A hierarchical logistic regression was performed for the association of the conicity index with the independent variables, including the variables that presented a value of p ≤ 0.20 in the bivariate analysis. From the first to the fourth models, socioeconomic, behavioral, food consumption, anthropometric and work variables were aggregated, respectively. Among the sociodemographic variables evaluated were sex, age group (“up to 29 years”, “30 to 39 years”, “40 to 49 years” and “50 years or more”), schooling (“less than 4 years”, “4 to 8 years” and “more than 8 years”), marital status (“unmarried”, “married or lives with a partner” and “divorced or widowed”), race/color (“white” and “non-white”), land bond (“owner” and “non-owner”) and socioeconomic class (“A or B”, “C” and “D or E”), according to the Criteria of Economic Classification Brazil. Labor variables were investigated by questioning the current type of production (“conventional” and “non-conventional”) and the workload (hours/week) (“less than or equal to 40 h” and “more than 40 h”). Lifestyle variables included alcohol consumption, categorized as “non-drinking” and “drinking”; smoking, assessed according to the Smoker Approach and Treatment Consensus and categorized as “non-smoker” and “current and past smoker”; practice of physical activity extra-field (“yes” or “no”). As a behavioral variable, we used the consumption of the food produced or sold, categorized as “yes” or “no”. Among models 1 to 3, the enter method was used. The final model was performed using the Forward LR method. For all of them, the assumptions of absence of multicollinearity and absence of outliers were respected.

Odds ratios (OR), adjusted 95% confidence intervals (CI) and a 5% significance level were presented. All analyzes were conducted in R software (4.0.3) for Windows. The significance level adopted was 5%.

3. Results

The result of the analysis of the ROC curve of the conicity index, according to sex, based on the NCEP criterion can be seen in Figure 1. It is noted that for women, the conicity index has an area under the curve (AUC) corresponding to 0.804 (95% CI: 0.748–0.860, p < 0.001), while in men the AUC was 0.850 (95% CI: 0.787–0.913, p < 0.001) (Figure 1).

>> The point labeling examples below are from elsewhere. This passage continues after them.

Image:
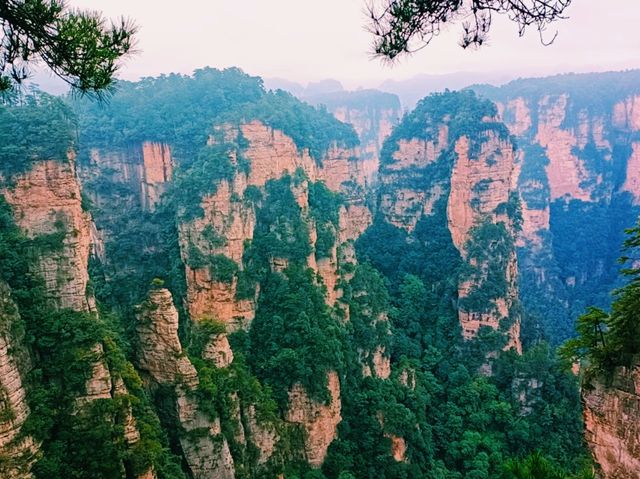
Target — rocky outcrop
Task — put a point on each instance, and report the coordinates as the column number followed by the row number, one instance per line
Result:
column 481, row 189
column 160, row 353
column 402, row 206
column 320, row 421
column 474, row 175
column 204, row 447
column 157, row 169
column 17, row 451
column 612, row 423
column 373, row 115
column 577, row 172
column 228, row 222
column 161, row 356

Figure 2 shows the result of the ROC curve based on the IDF criterion in both sexes. It is observed that in women, the conicity index has an AUC of 0.784 (95% CI: 0.728–0.840, p < 0.001), while in men it was 0.845 (95% CI: 0.796–0.895, p < 0.001).

The cut points were similar in females according to both criteria, resulting in a single cut-off of 1.269. Differences were found in the accuracy criteria: NCEP-ATP III with sensitivity and specificity of 83.60% and 69.30%, respectively, and IDF with sensitivity and specificity of 77.3% and 70.2%, respectively. In males, the cut points showed differences, resulting in 1.272 according to the NCEP-ATP III (sensitivity and specificity of 83.30% and 74.90%, respectively) and 1.252 according to the IDF (sensitivity and specificity of 88, 90% and 69.70%, respectively) (

Table 1. Cut points and diagnostic performance measures for the conicity index according to the MetS criteria.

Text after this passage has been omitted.